Global payments company PayPal recently digitised the process of acquiring Foreign Inward Remittance Certificate (FIRC) for sellers and freelancers in India and Paytm is also trying to foray in the field.
Paytm is aiming to enter the cross-border remittance space under its banking identity Paytm Payments Bank and has also reportedly obtained the authorised dealership (AD Category II) licence from the Reserve Bank of India.
Other Government Initiatives To Enable Digital India
Apart from UPI, the Indian Government has launched various other initiatives as well to achieve the dream of Digital India. To make India go cashless, the following steps have been taken so far:
- Aadhaar Enabled Payment System (AEPS): It is a bank-led model which allows online inter-operable financial transactions at PoS (Point of Sale). It makes use of the Business Correspondent (BC) of a bank using the Aadhaar authentication.

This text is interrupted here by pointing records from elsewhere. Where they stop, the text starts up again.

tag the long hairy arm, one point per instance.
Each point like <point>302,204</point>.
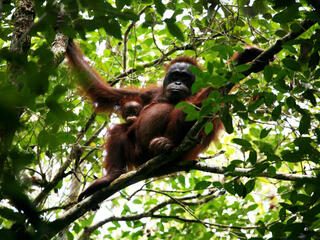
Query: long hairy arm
<point>101,94</point>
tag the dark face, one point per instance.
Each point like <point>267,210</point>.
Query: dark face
<point>178,81</point>
<point>130,111</point>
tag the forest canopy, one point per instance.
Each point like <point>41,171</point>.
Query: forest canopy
<point>260,180</point>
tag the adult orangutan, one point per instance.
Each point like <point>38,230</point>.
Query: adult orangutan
<point>156,125</point>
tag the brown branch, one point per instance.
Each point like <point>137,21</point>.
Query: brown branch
<point>125,37</point>
<point>150,213</point>
<point>75,152</point>
<point>244,172</point>
<point>23,18</point>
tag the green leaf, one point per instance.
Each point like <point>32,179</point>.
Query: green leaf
<point>309,94</point>
<point>288,14</point>
<point>227,120</point>
<point>246,145</point>
<point>291,64</point>
<point>305,124</point>
<point>161,8</point>
<point>174,30</point>
<point>282,214</point>
<point>250,185</point>
<point>112,27</point>
<point>264,133</point>
<point>268,73</point>
<point>252,157</point>
<point>202,185</point>
<point>276,112</point>
<point>208,127</point>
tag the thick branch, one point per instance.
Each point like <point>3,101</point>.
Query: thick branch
<point>150,213</point>
<point>244,172</point>
<point>152,166</point>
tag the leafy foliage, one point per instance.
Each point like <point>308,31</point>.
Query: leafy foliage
<point>50,139</point>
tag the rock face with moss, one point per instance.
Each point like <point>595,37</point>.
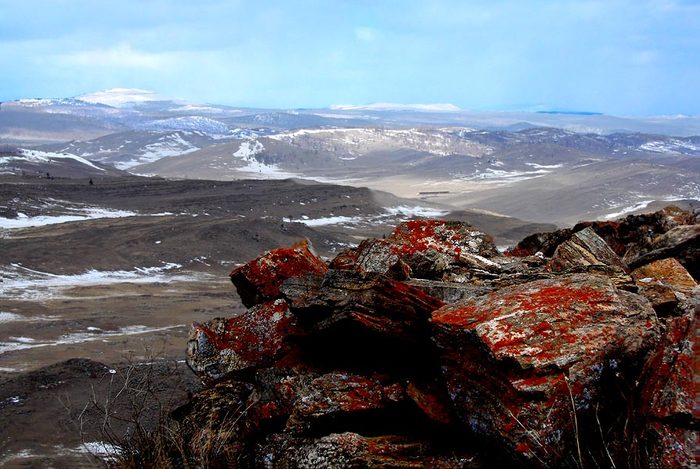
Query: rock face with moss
<point>429,348</point>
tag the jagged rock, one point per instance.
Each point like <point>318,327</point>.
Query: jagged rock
<point>668,391</point>
<point>338,396</point>
<point>662,281</point>
<point>682,242</point>
<point>543,243</point>
<point>634,231</point>
<point>371,301</point>
<point>351,450</point>
<point>428,247</point>
<point>428,349</point>
<point>584,248</point>
<point>260,279</point>
<point>667,423</point>
<point>516,360</point>
<point>258,338</point>
<point>450,292</point>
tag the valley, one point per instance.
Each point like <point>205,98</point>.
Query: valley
<point>120,221</point>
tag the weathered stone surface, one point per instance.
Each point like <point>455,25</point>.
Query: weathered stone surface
<point>663,446</point>
<point>682,242</point>
<point>373,302</point>
<point>351,450</point>
<point>661,282</point>
<point>428,247</point>
<point>635,232</point>
<point>668,376</point>
<point>338,395</point>
<point>258,338</point>
<point>371,365</point>
<point>260,279</point>
<point>584,248</point>
<point>516,360</point>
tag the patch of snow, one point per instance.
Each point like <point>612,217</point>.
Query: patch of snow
<point>118,97</point>
<point>82,337</point>
<point>91,213</point>
<point>545,166</point>
<point>630,209</point>
<point>9,317</point>
<point>21,282</point>
<point>36,156</point>
<point>417,211</point>
<point>436,107</point>
<point>205,125</point>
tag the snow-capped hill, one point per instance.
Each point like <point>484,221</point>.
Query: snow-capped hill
<point>45,102</point>
<point>190,123</point>
<point>435,107</point>
<point>120,97</point>
<point>674,146</point>
<point>348,143</point>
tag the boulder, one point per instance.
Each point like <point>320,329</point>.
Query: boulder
<point>428,247</point>
<point>666,421</point>
<point>664,283</point>
<point>584,248</point>
<point>352,450</point>
<point>372,302</point>
<point>260,279</point>
<point>681,242</point>
<point>340,397</point>
<point>260,337</point>
<point>520,362</point>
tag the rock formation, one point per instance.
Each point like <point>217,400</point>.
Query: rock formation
<point>429,348</point>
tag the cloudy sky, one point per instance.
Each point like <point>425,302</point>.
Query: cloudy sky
<point>625,57</point>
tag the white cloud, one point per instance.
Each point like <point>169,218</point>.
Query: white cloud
<point>365,34</point>
<point>119,56</point>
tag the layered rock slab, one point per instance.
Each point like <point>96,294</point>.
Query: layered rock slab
<point>521,362</point>
<point>259,280</point>
<point>261,337</point>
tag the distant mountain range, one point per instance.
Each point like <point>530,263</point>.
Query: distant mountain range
<point>549,167</point>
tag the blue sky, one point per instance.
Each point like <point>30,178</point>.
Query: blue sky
<point>625,57</point>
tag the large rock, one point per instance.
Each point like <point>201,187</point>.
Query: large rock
<point>682,242</point>
<point>372,302</point>
<point>352,450</point>
<point>363,322</point>
<point>665,419</point>
<point>427,247</point>
<point>584,248</point>
<point>260,337</point>
<point>664,282</point>
<point>260,279</point>
<point>334,397</point>
<point>520,362</point>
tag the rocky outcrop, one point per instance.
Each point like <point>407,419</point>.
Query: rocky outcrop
<point>520,362</point>
<point>428,348</point>
<point>259,280</point>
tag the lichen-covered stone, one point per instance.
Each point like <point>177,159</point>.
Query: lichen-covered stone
<point>662,281</point>
<point>428,247</point>
<point>681,242</point>
<point>351,450</point>
<point>334,395</point>
<point>260,337</point>
<point>260,279</point>
<point>517,360</point>
<point>584,248</point>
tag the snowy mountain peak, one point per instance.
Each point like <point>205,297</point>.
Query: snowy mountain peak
<point>435,107</point>
<point>119,97</point>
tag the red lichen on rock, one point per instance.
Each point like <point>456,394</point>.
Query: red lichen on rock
<point>259,337</point>
<point>260,279</point>
<point>523,353</point>
<point>445,238</point>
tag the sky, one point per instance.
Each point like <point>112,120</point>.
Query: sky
<point>622,57</point>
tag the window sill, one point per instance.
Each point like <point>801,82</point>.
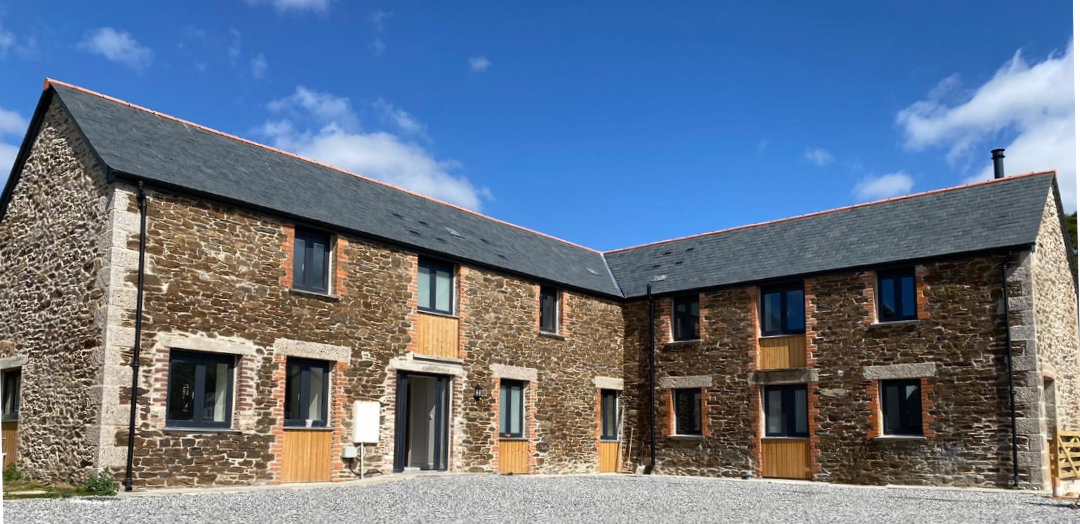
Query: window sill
<point>436,313</point>
<point>313,294</point>
<point>181,429</point>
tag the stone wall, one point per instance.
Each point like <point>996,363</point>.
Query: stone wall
<point>51,272</point>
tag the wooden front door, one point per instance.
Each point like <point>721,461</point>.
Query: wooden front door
<point>307,455</point>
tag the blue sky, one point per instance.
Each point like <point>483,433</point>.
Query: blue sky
<point>605,123</point>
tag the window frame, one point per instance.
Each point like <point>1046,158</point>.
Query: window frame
<point>306,366</point>
<point>697,399</point>
<point>783,290</point>
<point>200,359</point>
<point>676,334</point>
<point>433,265</point>
<point>504,412</point>
<point>305,237</point>
<point>788,410</point>
<point>556,311</point>
<point>609,434</point>
<point>896,276</point>
<point>5,377</point>
<point>882,403</point>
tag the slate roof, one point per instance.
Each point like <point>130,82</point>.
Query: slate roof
<point>982,216</point>
<point>142,144</point>
<point>165,150</point>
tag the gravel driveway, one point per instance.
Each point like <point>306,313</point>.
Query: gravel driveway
<point>593,498</point>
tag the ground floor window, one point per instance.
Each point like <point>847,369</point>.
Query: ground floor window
<point>307,386</point>
<point>200,390</point>
<point>902,407</point>
<point>511,408</point>
<point>687,411</point>
<point>785,411</point>
<point>609,411</point>
<point>12,381</point>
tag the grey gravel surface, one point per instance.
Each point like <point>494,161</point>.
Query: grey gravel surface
<point>597,498</point>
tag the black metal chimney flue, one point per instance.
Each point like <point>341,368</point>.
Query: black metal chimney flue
<point>999,162</point>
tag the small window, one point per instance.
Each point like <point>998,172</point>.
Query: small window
<point>785,411</point>
<point>436,286</point>
<point>902,407</point>
<point>685,318</point>
<point>511,408</point>
<point>896,295</point>
<point>12,381</point>
<point>307,386</point>
<point>609,415</point>
<point>687,411</point>
<point>200,390</point>
<point>782,310</point>
<point>549,309</point>
<point>311,262</point>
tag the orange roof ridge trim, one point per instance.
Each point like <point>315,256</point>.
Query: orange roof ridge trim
<point>836,210</point>
<point>50,81</point>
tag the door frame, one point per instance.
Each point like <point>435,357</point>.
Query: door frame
<point>441,424</point>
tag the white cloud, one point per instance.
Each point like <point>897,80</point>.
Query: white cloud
<point>1031,105</point>
<point>818,156</point>
<point>883,186</point>
<point>316,5</point>
<point>118,46</point>
<point>335,138</point>
<point>477,64</point>
<point>259,66</point>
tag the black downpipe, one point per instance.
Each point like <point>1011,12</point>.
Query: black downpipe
<point>652,380</point>
<point>1012,383</point>
<point>138,336</point>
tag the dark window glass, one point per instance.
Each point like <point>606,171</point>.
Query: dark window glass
<point>12,381</point>
<point>435,286</point>
<point>782,310</point>
<point>307,386</point>
<point>511,408</point>
<point>687,411</point>
<point>785,411</point>
<point>896,295</point>
<point>200,390</point>
<point>902,407</point>
<point>549,309</point>
<point>685,318</point>
<point>311,260</point>
<point>609,414</point>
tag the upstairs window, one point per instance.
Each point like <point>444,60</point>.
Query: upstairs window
<point>687,411</point>
<point>311,262</point>
<point>436,286</point>
<point>896,295</point>
<point>902,407</point>
<point>12,381</point>
<point>549,309</point>
<point>685,324</point>
<point>200,390</point>
<point>609,415</point>
<point>785,411</point>
<point>782,310</point>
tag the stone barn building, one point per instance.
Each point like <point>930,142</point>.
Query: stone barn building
<point>273,320</point>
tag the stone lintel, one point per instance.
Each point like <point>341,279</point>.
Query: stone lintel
<point>687,381</point>
<point>900,371</point>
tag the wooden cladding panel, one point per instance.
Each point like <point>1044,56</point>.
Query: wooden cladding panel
<point>609,457</point>
<point>436,336</point>
<point>306,456</point>
<point>513,457</point>
<point>785,458</point>
<point>782,352</point>
<point>10,437</point>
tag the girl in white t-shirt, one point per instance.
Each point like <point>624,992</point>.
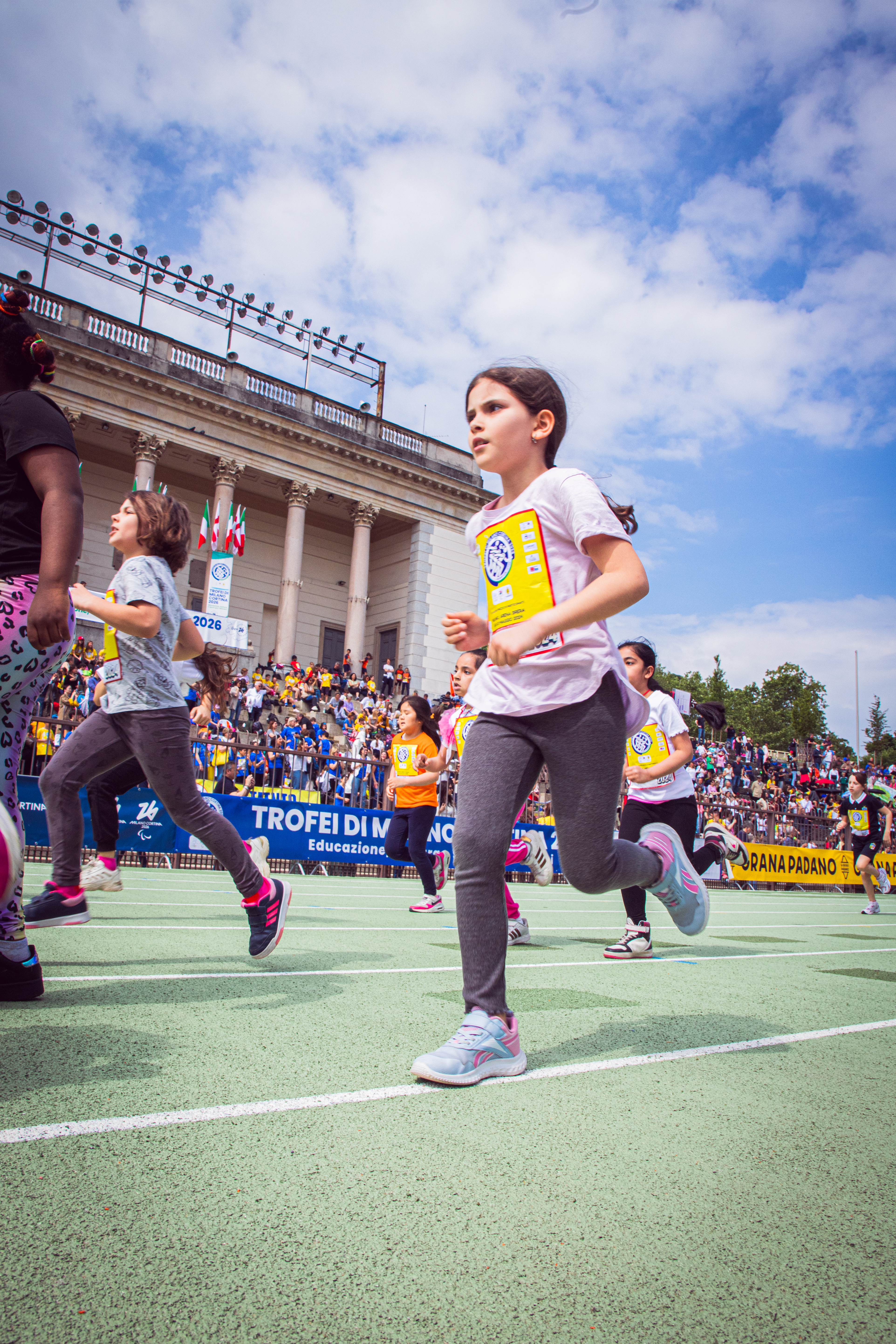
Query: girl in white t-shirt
<point>530,849</point>
<point>661,790</point>
<point>553,693</point>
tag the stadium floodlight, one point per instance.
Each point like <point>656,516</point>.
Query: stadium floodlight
<point>135,271</point>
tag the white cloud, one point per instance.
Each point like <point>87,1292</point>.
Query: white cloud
<point>817,635</point>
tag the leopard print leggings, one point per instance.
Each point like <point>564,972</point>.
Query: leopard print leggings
<point>23,675</point>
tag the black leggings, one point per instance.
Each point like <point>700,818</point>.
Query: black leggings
<point>103,793</point>
<point>406,842</point>
<point>679,814</point>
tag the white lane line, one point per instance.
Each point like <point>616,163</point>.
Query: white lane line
<point>424,928</point>
<point>424,971</point>
<point>77,1128</point>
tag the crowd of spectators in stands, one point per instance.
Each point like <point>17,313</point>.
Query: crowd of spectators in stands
<point>326,733</point>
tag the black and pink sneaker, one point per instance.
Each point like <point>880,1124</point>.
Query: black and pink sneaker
<point>267,919</point>
<point>57,906</point>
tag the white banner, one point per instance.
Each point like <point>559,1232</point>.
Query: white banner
<point>222,629</point>
<point>222,572</point>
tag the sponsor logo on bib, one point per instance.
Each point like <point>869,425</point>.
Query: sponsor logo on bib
<point>498,557</point>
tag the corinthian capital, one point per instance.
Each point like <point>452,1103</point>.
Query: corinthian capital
<point>226,471</point>
<point>148,448</point>
<point>363,515</point>
<point>298,492</point>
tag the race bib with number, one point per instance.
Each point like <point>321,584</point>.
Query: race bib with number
<point>463,726</point>
<point>111,657</point>
<point>645,748</point>
<point>518,578</point>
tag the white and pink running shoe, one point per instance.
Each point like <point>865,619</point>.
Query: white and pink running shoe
<point>428,906</point>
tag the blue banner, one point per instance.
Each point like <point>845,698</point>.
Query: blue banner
<point>315,832</point>
<point>143,822</point>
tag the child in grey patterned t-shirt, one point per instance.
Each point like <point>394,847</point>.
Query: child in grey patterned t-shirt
<point>146,718</point>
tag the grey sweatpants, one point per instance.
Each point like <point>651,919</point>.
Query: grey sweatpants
<point>584,748</point>
<point>161,741</point>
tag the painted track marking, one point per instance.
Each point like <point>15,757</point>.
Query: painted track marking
<point>265,1108</point>
<point>424,971</point>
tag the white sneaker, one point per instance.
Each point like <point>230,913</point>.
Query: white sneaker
<point>258,851</point>
<point>428,906</point>
<point>518,931</point>
<point>539,862</point>
<point>97,877</point>
<point>635,943</point>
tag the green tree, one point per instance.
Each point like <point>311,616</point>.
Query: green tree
<point>879,742</point>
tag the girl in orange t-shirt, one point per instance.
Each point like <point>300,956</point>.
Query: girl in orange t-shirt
<point>416,800</point>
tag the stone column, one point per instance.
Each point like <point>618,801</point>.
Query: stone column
<point>298,496</point>
<point>226,472</point>
<point>363,518</point>
<point>148,449</point>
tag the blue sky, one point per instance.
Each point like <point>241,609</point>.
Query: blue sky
<point>687,210</point>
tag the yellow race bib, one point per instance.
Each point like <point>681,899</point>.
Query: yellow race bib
<point>111,657</point>
<point>645,748</point>
<point>518,578</point>
<point>461,728</point>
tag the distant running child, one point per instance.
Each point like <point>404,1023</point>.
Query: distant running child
<point>862,814</point>
<point>416,800</point>
<point>554,691</point>
<point>660,790</point>
<point>146,718</point>
<point>41,538</point>
<point>530,849</point>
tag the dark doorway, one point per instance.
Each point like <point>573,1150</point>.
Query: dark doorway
<point>389,648</point>
<point>334,646</point>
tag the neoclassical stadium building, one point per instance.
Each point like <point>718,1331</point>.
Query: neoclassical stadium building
<point>354,526</point>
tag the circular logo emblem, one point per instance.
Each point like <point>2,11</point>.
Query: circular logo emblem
<point>498,558</point>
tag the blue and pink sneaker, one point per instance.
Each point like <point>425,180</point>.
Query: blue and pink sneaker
<point>482,1047</point>
<point>267,919</point>
<point>680,888</point>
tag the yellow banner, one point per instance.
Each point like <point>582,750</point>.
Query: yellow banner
<point>785,863</point>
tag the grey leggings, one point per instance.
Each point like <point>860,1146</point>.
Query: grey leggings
<point>584,748</point>
<point>161,741</point>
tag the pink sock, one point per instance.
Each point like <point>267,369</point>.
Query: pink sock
<point>514,910</point>
<point>519,853</point>
<point>265,890</point>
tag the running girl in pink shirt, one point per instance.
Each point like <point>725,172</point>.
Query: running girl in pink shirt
<point>553,691</point>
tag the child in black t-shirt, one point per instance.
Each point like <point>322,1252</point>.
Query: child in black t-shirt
<point>862,814</point>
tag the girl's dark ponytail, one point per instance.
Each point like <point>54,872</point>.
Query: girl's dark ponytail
<point>424,713</point>
<point>217,670</point>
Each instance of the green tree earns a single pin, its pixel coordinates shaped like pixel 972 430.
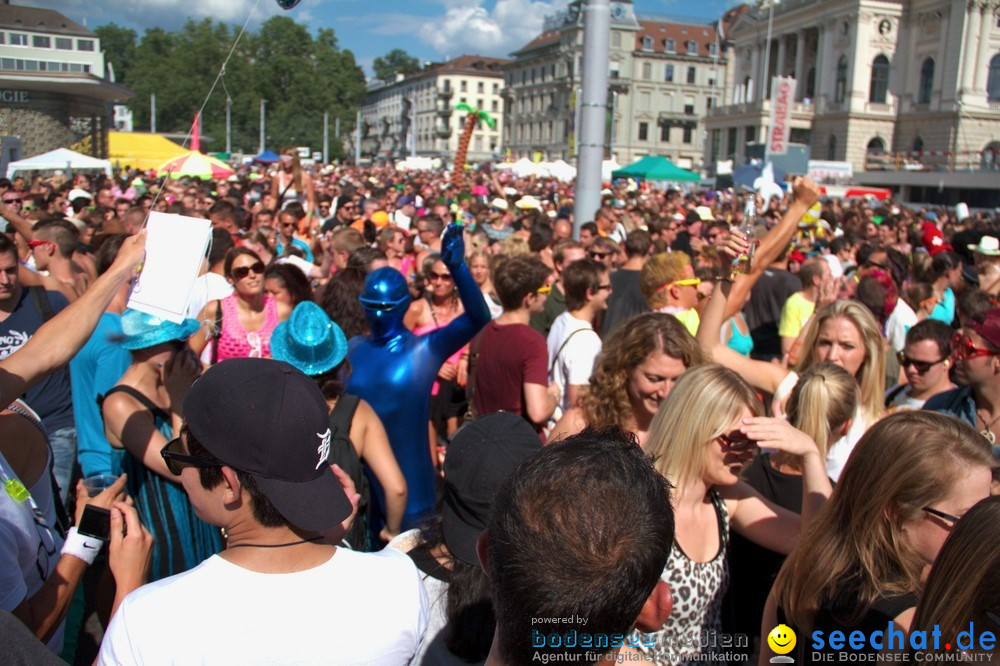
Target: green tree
pixel 396 61
pixel 118 44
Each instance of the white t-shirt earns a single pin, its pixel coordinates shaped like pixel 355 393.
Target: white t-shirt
pixel 356 608
pixel 575 362
pixel 902 319
pixel 28 547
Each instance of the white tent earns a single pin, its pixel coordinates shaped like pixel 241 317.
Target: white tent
pixel 60 158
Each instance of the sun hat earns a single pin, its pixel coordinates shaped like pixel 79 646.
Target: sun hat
pixel 988 245
pixel 480 457
pixel 309 340
pixel 142 331
pixel 266 419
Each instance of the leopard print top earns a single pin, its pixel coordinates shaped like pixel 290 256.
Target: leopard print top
pixel 697 589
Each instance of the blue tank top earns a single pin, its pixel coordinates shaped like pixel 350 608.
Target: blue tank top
pixel 738 342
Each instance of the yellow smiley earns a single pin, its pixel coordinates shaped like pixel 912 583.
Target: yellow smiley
pixel 781 640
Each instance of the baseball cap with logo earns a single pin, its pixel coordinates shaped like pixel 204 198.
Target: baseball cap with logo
pixel 265 418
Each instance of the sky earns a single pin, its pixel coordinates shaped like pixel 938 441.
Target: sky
pixel 431 30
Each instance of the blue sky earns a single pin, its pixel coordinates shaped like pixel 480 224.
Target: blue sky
pixel 428 29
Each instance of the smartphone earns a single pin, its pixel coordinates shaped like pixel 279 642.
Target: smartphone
pixel 95 523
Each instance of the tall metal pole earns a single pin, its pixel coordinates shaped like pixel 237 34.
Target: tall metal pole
pixel 357 139
pixel 326 137
pixel 229 133
pixel 596 34
pixel 263 103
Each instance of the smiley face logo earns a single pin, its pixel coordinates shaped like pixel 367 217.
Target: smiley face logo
pixel 781 640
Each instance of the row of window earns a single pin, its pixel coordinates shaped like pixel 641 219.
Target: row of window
pixel 21 65
pixel 688 133
pixel 45 42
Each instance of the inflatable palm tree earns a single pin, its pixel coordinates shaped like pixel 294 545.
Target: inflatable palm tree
pixel 472 119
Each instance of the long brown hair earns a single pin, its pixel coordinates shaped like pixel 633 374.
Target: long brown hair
pixel 606 401
pixel 903 463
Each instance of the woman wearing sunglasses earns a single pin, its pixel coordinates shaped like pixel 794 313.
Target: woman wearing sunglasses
pixel 142 412
pixel 702 452
pixel 240 325
pixel 862 563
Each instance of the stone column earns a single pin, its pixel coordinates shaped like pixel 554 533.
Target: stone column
pixel 972 20
pixel 800 60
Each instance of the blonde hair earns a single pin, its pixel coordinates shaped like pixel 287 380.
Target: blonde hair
pixel 965 579
pixel 871 374
pixel 903 463
pixel 703 404
pixel 658 271
pixel 822 402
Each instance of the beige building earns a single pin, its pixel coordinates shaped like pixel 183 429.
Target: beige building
pixel 415 115
pixel 888 85
pixel 663 77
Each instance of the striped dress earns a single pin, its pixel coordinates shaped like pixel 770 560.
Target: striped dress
pixel 183 541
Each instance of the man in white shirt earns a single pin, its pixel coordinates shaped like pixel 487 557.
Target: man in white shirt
pixel 253 458
pixel 572 342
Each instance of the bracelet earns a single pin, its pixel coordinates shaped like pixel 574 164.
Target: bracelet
pixel 81 547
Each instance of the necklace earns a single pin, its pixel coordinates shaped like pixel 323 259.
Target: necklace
pixel 987 432
pixel 273 545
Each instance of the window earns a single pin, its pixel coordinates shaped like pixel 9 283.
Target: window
pixel 879 89
pixel 926 81
pixel 841 86
pixel 993 82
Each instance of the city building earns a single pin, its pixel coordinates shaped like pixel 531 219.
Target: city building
pixel 907 92
pixel 663 77
pixel 53 85
pixel 416 115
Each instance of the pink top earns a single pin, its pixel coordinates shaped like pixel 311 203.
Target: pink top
pixel 236 342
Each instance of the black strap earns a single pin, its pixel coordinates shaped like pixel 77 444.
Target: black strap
pixel 555 359
pixel 146 402
pixel 41 300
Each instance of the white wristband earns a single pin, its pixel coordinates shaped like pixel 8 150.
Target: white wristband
pixel 82 547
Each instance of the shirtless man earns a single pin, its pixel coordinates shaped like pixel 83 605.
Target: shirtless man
pixel 52 246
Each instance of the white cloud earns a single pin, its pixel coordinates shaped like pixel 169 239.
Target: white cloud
pixel 469 27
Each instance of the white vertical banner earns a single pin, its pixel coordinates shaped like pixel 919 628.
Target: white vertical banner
pixel 782 98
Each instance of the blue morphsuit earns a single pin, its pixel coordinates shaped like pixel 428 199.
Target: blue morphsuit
pixel 393 369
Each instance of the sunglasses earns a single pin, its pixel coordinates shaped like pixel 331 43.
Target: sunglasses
pixel 243 271
pixel 964 348
pixel 736 442
pixel 920 366
pixel 173 455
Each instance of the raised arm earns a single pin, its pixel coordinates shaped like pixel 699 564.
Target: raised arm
pixel 446 341
pixel 59 339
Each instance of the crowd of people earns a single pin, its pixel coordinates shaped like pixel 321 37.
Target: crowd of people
pixel 406 422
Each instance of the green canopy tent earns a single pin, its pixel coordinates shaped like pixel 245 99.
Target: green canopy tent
pixel 655 167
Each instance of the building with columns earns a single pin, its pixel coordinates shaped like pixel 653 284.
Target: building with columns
pixel 664 76
pixel 415 115
pixel 893 87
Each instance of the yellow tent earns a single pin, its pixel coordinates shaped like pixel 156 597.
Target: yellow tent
pixel 141 150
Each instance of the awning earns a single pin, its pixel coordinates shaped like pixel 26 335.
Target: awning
pixel 141 150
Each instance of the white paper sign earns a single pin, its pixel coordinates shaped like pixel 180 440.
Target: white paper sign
pixel 175 248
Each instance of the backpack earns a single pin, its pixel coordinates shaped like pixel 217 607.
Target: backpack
pixel 343 454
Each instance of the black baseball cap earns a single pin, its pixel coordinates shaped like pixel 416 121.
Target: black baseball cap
pixel 267 419
pixel 480 457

- Immediate Payment Service (IMPS): To enable people to make online transactions even on public holidays, IMPS was initiated. The service is provided by all public banks along with private banks.
- Digital Wallets: To help people carry money digitally, public banks adopted the system of mobile wallets which can be linked to an individual’s credit or debit card. The service is also provided by various private companies like Paytm, Freecharge, Vodafone M-Pesa, Axis Bank Lime, ICICI Pockets, etc.
- Virtual POS Terminals: To reduce the usage of cash in the system, the Government introduced virtual PoS terminals. People can convert their smartphones into a payment-processing tool.
However, despite large volumes of digital transactions happening inside the country, the dream of a complete digital India is still far. The country recently witnessed a cash crunch fiasco that sprung from the Government’s demonetisation policy. By propelling people to adopt a digital approach for their monetary transactions, the policy highlighted the road towards complete digitisation is far-fetched.
Still, a majority of the small retailers and customers in Tier II and Tier III cities prefer cash transactions over online exchanges. Sufficient measures are required to onboard them, educate them and encourage them to adopt and adapt a digital approach for financial transactions.